Gwendoline Christie plays Principal Weems, and she nails the surface politeness and underlying menace that she should have had as Lucifer in Sandman. I really wonder what happened there– she was stiff and not scary at all. She does great here.
There were a couple bits that didn’t quite make sense, but I can forgive them because the whole is executed so surely, and it ends well. They give Wednesday no less than three possible love interests, and the plot has to go into convolutions to make them move forward. I like the mystery angle, but also think it doesn’t quite work as a mystery, because it’s mostly a dance to keep everyone a possible suspect as long as possible.
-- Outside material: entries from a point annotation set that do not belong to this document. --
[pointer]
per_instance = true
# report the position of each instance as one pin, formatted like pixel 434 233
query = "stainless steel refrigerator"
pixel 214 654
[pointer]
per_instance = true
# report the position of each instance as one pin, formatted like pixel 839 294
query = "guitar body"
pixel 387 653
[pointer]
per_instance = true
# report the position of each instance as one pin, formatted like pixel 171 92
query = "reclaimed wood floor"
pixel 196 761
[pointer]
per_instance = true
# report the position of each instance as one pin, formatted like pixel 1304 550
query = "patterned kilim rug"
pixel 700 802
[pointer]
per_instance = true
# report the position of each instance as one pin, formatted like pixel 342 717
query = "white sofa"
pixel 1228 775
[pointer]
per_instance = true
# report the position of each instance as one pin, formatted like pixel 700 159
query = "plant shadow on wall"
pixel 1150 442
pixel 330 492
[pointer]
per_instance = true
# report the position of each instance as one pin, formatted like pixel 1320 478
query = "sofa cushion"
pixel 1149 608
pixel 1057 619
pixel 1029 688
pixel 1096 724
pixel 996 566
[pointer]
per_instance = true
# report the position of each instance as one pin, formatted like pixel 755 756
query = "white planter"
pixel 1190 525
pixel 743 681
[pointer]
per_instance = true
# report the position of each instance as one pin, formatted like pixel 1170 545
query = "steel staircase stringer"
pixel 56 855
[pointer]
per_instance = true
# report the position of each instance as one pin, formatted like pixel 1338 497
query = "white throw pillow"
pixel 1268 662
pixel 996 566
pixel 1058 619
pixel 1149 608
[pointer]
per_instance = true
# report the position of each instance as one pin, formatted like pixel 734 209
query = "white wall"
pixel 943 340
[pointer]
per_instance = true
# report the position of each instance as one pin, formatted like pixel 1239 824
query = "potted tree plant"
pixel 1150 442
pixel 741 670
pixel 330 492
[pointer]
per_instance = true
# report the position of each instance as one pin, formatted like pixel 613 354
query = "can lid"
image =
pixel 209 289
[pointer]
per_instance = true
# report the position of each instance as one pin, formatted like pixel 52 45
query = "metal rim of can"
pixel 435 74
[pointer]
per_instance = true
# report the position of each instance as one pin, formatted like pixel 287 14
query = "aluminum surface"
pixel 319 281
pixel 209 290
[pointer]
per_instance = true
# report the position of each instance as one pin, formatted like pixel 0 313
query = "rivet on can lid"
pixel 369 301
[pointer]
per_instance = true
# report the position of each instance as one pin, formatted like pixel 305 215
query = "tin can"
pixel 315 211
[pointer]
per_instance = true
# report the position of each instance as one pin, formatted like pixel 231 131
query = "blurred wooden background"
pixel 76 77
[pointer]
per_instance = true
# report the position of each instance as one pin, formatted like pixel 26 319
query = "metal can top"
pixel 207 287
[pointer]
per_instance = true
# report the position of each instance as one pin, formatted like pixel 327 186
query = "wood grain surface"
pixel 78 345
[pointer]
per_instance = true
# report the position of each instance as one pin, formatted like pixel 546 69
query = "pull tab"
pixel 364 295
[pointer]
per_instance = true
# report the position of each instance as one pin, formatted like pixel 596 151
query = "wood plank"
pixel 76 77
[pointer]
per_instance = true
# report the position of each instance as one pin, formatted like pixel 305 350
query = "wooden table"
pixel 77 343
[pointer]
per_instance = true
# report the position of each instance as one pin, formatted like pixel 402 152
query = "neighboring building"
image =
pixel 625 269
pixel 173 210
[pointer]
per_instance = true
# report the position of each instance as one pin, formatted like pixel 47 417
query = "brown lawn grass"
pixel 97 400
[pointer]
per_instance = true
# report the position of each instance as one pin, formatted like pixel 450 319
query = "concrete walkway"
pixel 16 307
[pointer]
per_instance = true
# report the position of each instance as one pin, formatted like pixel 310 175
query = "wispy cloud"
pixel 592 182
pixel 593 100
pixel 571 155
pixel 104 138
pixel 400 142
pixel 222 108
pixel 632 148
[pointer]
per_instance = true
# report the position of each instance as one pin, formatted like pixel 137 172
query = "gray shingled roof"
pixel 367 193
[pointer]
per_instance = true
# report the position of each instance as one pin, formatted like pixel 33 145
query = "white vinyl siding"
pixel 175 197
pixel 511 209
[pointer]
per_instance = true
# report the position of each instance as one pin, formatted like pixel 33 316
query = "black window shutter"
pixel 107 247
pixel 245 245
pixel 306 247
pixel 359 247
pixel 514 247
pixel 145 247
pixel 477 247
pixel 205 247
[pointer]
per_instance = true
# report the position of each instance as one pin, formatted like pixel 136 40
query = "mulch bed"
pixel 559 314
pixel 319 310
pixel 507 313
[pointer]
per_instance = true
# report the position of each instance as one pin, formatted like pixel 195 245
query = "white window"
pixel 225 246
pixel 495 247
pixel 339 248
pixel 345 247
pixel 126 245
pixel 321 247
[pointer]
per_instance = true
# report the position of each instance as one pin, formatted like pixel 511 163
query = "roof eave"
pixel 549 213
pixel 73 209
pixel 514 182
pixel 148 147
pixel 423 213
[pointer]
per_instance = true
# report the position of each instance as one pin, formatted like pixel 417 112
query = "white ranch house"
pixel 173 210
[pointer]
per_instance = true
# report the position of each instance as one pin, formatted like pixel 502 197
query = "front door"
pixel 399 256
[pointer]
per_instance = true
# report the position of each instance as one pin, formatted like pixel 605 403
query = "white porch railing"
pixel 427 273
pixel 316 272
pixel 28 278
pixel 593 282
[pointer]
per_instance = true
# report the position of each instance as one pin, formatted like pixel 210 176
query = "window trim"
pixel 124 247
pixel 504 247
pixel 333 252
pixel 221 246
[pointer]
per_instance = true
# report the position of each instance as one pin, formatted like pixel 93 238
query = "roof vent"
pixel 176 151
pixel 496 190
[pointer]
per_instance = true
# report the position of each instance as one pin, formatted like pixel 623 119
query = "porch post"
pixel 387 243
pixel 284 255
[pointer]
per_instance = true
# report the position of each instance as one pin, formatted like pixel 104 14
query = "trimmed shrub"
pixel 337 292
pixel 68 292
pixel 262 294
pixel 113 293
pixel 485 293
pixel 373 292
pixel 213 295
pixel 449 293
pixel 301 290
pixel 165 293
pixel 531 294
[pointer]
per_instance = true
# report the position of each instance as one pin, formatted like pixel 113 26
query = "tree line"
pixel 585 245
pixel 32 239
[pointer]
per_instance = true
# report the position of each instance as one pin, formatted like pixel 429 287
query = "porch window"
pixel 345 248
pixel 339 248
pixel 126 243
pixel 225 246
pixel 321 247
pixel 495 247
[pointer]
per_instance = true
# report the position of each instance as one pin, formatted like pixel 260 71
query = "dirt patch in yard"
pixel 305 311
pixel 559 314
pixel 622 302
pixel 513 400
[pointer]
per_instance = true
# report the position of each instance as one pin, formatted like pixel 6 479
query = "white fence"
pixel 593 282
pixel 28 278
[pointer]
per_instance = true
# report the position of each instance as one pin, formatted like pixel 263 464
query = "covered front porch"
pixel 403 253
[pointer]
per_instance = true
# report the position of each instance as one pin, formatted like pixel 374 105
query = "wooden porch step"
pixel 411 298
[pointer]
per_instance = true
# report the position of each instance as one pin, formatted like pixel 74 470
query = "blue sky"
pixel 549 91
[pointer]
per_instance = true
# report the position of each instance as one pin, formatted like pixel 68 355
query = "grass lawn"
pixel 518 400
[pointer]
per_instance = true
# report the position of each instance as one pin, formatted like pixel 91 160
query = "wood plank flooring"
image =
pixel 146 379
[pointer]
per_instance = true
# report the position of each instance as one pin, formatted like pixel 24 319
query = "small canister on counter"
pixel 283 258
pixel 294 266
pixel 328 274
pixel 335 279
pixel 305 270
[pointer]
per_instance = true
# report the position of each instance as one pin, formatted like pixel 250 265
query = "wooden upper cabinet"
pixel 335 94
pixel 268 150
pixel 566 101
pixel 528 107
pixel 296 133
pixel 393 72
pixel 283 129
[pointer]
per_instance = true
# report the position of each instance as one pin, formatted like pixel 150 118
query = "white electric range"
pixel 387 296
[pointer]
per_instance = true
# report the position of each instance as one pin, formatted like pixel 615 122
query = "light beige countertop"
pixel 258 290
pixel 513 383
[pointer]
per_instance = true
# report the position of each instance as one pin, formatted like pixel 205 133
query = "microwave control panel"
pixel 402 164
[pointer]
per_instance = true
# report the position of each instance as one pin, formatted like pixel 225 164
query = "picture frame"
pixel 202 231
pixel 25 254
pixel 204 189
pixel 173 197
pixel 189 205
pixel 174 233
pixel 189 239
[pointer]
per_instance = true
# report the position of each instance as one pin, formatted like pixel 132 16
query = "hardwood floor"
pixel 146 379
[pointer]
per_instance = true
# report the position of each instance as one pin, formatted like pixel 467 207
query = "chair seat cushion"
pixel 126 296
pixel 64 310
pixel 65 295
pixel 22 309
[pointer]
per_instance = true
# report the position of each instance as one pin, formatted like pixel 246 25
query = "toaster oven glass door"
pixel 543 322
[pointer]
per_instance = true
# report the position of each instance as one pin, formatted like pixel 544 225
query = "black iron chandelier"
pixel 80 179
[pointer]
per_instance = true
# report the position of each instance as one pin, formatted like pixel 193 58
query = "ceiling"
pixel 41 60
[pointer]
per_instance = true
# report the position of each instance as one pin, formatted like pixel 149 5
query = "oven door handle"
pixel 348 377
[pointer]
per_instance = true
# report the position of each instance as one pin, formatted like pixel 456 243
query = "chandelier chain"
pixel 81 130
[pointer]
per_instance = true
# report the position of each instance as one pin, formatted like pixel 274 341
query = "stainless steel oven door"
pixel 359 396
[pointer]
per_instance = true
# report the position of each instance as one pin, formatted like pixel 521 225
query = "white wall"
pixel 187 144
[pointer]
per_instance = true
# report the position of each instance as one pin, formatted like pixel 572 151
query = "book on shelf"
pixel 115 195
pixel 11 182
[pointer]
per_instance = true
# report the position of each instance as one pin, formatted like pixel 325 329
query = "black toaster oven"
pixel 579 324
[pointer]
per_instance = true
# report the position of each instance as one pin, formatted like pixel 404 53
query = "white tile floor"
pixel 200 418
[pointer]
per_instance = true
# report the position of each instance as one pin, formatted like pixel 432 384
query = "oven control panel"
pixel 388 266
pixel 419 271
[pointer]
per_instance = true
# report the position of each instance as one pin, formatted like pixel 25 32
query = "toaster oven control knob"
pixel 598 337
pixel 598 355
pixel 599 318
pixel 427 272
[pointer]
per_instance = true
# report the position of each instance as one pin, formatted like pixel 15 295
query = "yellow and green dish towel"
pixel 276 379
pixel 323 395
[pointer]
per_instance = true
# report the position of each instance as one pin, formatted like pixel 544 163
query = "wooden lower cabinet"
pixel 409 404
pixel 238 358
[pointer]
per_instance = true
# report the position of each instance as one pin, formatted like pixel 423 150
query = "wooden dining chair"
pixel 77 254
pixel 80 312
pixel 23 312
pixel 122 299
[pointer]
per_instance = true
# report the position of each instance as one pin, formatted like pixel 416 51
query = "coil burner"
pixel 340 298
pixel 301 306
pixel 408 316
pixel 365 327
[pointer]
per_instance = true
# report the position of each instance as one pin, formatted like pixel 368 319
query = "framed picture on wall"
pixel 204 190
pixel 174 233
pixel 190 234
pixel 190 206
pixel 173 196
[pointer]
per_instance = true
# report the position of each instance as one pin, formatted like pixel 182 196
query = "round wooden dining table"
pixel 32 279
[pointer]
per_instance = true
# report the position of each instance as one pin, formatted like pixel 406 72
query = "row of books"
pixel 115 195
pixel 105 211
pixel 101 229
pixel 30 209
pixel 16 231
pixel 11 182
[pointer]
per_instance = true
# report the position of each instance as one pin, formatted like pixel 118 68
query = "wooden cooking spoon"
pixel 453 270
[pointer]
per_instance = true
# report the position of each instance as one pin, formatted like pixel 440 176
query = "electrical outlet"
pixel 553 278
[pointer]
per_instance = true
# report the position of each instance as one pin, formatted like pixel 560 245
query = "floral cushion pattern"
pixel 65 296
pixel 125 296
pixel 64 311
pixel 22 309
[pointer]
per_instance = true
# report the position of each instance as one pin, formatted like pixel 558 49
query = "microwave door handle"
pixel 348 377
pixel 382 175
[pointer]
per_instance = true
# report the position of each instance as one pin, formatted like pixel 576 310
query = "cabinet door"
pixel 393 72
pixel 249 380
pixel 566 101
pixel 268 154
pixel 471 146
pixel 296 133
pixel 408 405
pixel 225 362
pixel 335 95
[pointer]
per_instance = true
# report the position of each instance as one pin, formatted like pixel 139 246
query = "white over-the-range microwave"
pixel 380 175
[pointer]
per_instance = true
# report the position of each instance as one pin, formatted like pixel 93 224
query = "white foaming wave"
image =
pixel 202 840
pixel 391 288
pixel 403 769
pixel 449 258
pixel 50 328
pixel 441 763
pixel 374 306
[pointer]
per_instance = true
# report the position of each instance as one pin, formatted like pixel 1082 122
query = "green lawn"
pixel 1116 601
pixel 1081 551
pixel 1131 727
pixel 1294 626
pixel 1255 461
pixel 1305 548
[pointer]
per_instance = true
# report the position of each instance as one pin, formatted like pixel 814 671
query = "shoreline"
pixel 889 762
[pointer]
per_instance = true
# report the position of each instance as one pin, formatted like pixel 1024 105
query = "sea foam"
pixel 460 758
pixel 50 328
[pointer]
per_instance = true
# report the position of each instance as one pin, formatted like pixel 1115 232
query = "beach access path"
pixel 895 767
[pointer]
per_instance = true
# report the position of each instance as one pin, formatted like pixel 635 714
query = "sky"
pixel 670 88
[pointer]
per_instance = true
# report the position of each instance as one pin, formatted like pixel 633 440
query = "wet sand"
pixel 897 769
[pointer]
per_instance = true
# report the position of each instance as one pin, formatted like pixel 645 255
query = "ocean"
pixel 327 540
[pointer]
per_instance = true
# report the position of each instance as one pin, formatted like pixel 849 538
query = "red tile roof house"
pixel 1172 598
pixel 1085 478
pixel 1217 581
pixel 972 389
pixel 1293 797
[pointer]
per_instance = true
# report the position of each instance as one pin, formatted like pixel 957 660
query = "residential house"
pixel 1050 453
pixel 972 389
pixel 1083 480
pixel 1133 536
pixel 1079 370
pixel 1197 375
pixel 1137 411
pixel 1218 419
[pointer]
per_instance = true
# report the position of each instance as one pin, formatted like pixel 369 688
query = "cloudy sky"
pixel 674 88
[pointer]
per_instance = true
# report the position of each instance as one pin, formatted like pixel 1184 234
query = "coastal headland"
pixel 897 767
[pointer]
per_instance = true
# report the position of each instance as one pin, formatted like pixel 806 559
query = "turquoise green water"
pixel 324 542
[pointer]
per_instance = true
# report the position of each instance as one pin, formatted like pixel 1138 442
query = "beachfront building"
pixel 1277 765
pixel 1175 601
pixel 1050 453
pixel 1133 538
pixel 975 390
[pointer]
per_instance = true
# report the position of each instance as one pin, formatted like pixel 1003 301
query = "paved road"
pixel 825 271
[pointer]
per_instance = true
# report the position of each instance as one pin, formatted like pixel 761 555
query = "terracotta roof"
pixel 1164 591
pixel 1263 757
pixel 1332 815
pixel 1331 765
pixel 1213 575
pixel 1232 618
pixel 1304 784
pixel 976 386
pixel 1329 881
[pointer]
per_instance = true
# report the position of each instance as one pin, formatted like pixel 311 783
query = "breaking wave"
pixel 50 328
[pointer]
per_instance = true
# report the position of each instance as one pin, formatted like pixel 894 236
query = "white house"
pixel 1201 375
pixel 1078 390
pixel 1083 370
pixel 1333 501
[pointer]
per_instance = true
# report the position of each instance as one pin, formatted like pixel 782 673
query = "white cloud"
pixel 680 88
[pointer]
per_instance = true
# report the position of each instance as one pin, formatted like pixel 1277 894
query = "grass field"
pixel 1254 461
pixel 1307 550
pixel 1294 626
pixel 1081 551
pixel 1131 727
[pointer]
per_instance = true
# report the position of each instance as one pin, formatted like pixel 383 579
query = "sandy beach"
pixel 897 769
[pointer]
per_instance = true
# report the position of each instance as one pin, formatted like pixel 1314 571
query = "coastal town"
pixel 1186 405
Some of the most fun bits of the show are actually unconnected to the plot: Wednesday’s cello solos, the canoe race, the school dance.
The show has been renewed, and I hope they can continue the magic. It’s going to be trickier than it sounds, because they’re probably going to have to undo some of the high note the first season ended on; and it’ll be frustrating if they undo Wednesday’s character arc.
Apparently the show has been very popular, which raises the question: why do normies like it? My guess is that it’s taken in different ways by different audiences. Anyone who feels alienated or oppressed can see themselves in Wednesday, or in the outcasts. But more mainstream audiences can take it as whimsical not-really-horror, like most of Tim Burton’s other work.